襲撃の真相

 彼らの奮闘のおかげで、モンスターの意識は海中へと集中し、海上のアンスティス海賊団の撤退はスムーズに進んだ。デイヴィスの呼びかけにすぐに応じたのは、船長と一部の船員達が彼の声に聞き覚えがあったからだろう。


 突如現れた見知らぬ一隻の船に、何も疑いもせず従い広範囲に散らばってしまった船団へも、撤退の指示を送る。海中では依然、モンスターによる爆撃が行われているようで、鈍く低い爆音が海の中で響くと海面に大きな水柱が打ち上がっていた。


 魚雷型のモンスターは標的になったアシュトン一味へと射出されると、まるで生き物のように追尾し獲物を逃さない。殆どの場合、これらの攻撃を回避する術は、水中で自在に動く事の出来ない者達には不可能。


 命中する前に起爆させるか、囮を使いやり過ごす他ないのだが、彼らの身に付けているスーツは通常水中での戦闘に圧倒的なハンディキャップを抱える人間に、大きな力を与えている。


 水中をテリトリーとする相手に劣らぬ動きで近接戦を繰り広げる部下と、それをサポートするように複数の人形を操りながら、自身でもモンスターを仕留めていくアシュトン。

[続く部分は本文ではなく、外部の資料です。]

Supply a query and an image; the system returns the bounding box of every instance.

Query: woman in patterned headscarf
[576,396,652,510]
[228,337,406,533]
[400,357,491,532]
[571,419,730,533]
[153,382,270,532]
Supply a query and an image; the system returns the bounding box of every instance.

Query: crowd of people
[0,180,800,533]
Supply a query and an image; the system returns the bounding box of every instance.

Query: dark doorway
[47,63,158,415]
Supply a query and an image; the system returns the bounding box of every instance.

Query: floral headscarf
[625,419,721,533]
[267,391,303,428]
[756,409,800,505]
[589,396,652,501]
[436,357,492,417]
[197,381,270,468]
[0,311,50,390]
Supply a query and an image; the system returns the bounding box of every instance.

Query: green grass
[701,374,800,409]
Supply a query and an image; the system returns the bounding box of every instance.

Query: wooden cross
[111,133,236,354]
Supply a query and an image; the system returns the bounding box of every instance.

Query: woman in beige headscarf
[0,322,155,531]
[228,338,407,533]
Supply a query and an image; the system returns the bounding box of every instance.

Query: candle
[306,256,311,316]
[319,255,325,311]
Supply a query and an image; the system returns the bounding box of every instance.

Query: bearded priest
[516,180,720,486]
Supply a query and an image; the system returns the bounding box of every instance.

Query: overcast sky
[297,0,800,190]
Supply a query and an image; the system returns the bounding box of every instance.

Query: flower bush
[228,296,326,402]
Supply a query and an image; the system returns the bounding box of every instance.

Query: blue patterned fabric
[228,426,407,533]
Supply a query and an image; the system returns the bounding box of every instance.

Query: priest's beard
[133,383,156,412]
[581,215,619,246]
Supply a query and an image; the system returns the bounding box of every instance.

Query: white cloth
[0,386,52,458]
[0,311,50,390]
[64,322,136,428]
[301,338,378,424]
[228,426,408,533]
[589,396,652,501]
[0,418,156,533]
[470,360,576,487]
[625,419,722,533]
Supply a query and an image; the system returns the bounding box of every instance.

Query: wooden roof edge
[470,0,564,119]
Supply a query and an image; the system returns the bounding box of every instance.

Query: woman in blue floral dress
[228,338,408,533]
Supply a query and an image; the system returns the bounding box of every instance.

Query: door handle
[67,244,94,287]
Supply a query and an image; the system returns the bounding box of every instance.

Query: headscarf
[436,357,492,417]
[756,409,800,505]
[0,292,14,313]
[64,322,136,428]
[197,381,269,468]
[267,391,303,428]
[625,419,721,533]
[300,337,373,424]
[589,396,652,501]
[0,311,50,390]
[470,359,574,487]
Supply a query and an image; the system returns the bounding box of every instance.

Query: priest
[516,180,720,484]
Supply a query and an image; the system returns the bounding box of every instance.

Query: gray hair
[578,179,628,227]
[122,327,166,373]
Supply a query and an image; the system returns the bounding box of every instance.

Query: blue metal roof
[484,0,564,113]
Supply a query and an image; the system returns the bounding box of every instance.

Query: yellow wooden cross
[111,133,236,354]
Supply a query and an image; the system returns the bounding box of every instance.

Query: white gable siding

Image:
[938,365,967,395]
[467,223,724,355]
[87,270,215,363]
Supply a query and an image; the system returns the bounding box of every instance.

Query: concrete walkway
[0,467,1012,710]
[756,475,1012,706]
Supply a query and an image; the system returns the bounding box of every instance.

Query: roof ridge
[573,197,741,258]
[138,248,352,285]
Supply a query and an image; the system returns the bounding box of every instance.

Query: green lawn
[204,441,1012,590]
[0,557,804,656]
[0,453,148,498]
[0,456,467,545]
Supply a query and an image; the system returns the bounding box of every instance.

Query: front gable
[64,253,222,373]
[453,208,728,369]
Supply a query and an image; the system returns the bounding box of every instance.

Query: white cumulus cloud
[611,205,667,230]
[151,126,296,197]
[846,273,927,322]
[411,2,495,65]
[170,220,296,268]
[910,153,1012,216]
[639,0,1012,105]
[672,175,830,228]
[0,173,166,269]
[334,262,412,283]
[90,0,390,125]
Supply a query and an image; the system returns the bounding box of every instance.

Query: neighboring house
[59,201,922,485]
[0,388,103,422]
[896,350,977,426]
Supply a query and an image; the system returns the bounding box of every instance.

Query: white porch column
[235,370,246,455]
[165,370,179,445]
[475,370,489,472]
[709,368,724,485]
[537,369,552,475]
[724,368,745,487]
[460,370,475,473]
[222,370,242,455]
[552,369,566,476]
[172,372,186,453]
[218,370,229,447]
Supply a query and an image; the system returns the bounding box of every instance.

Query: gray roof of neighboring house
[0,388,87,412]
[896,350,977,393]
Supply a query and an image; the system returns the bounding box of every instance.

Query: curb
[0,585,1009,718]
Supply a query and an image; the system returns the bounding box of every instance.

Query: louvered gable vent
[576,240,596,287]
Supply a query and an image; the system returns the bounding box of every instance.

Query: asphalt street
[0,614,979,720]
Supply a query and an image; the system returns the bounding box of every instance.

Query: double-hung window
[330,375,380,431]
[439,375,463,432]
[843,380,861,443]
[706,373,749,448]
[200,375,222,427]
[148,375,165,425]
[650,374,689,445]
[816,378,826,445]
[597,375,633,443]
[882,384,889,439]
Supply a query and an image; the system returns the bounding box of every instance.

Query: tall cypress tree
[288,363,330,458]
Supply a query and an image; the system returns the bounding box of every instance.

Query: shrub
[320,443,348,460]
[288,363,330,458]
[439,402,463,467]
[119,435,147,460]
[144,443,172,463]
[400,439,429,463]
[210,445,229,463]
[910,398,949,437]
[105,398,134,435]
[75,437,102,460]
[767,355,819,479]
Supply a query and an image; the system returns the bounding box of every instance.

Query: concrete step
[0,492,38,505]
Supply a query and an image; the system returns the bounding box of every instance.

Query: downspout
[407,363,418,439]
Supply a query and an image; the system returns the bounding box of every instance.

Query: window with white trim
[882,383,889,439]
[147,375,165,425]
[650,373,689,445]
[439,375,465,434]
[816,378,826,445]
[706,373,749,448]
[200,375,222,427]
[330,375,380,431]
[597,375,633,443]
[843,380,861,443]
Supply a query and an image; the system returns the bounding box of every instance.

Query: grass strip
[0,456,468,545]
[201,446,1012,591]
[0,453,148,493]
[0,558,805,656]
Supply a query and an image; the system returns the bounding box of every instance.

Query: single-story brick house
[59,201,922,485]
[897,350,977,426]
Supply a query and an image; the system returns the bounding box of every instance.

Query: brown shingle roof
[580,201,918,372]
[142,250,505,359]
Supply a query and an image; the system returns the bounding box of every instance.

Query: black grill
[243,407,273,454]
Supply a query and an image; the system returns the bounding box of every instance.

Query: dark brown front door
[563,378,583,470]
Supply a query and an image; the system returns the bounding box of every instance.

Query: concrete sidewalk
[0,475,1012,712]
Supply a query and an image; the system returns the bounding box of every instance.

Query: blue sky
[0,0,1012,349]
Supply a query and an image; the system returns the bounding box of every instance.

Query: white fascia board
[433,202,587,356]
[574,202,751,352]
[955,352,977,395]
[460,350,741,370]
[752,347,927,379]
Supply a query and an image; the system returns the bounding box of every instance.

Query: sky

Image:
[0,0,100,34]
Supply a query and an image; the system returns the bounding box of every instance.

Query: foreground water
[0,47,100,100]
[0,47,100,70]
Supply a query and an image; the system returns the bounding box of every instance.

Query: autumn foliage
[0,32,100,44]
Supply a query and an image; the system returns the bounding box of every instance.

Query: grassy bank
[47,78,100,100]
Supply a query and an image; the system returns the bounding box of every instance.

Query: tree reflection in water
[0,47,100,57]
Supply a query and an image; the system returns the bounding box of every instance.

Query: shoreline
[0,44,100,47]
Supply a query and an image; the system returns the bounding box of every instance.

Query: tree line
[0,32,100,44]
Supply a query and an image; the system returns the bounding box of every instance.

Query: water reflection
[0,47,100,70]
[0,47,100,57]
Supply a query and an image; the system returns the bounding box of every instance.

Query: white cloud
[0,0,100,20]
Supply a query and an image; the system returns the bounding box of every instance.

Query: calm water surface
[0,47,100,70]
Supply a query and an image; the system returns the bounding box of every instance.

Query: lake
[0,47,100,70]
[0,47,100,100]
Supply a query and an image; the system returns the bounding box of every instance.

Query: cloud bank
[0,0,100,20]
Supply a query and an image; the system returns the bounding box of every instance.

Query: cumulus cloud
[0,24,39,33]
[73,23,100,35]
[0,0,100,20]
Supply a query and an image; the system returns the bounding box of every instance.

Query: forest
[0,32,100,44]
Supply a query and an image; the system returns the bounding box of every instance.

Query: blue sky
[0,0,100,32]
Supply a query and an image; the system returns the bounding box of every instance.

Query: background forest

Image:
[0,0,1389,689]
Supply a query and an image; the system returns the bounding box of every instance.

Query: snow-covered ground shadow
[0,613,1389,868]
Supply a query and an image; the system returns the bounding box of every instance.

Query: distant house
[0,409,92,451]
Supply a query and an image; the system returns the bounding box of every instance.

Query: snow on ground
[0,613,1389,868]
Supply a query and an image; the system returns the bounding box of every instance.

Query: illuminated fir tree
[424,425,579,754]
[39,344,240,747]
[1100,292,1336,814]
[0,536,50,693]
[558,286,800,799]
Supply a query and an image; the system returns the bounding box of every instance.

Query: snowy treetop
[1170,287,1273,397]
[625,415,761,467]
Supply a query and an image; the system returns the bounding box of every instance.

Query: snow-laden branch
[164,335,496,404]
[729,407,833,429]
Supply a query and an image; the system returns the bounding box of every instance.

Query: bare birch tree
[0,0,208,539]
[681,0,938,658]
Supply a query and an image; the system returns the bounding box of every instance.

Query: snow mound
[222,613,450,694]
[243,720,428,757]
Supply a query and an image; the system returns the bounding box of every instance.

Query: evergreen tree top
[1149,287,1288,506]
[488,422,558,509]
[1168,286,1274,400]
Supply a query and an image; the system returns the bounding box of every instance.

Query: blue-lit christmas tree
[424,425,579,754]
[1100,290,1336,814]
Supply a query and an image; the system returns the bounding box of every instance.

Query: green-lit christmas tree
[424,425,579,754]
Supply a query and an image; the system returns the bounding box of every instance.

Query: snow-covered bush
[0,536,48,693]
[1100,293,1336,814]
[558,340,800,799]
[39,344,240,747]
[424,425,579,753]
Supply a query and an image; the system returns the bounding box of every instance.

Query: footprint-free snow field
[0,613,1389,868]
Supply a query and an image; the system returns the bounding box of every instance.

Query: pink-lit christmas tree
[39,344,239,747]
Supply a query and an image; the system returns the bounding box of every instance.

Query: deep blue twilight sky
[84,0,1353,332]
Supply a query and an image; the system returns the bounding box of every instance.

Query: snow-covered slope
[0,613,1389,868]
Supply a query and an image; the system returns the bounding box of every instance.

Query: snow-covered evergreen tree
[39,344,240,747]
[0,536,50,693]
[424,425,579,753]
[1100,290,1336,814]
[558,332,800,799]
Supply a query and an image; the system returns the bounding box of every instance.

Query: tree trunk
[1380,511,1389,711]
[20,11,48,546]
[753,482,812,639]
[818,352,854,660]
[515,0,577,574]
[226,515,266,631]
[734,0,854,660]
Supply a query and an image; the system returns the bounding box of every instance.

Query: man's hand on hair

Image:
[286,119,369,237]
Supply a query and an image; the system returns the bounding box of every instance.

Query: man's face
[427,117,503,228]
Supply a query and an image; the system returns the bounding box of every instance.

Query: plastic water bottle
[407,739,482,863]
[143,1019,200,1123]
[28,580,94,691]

 鯱のモンスターが魚雷型の小型モンスターを射出しようとすれば、スピードを重視した魚型の人形で体当たりさせ、大きく体勢を崩させる。船長の動きを察し、人形のサポートを受けバランスを崩すモンスターへ斬りかかり、ダメージを稼ぐ。


 戦闘を掌握するアシュトンに気づき、直接魚雷を撃ち込んでくるモンスターもいたが、彼のワイヤーが魚雷へ繋がると大きく旋回し軌道を変えると、敵のよこした魚雷をそのまま投げ返した。


 アシュトンの身体に取り付けられたリールは、人形を操る為のワイヤーを収納しており、それは自身の道具だけに留まらず、相手の物にも繋げることが可能なようだ。巧みワイヤー捌きでモンスターや味方を操り、戦闘を演出家のように構成していく。


 その頃、無事に島へと辿り着いたデイヴィス達とアンスティス海賊団は、当時別れて以来の久々の再会を果たす。船から降りたデイヴィスは、側に停泊されたアンスティスの船へと歩み寄る。


 「久しぶりだなッ、アンスティス!どうだッ!?元気にしてたかよ!」


 彼の声に誘われるように船内から姿を現したのは、白衣に身を包んだ目の周りにくっきりとした隈を携えた、長髪の男。毛鉛鉱的とは言えぬ細身で、一切肌を露出させず、手には黒い手袋を装着している。


 「ふ・・・再び会えるのを楽しみにしていたよ、デイヴィス。やはり君じゃなければ、奴らをまとめることなど出来なかったよ・・・」


 「・・・色々とあったようだな。特にロバーツの奴と・・・」


 デイヴィスが特別ロバーツのことを気に入っていたことは、当時のアンスティスも知っていた。故に彼が抜けた後、ロバーツならデイヴィスの意思を継ぎ、今まで通り荒くれ者共をまとめ上げていくのだと思って、船長という気質ではない自分を理解していたアンスティスはロバーツ海賊団についていくことにした。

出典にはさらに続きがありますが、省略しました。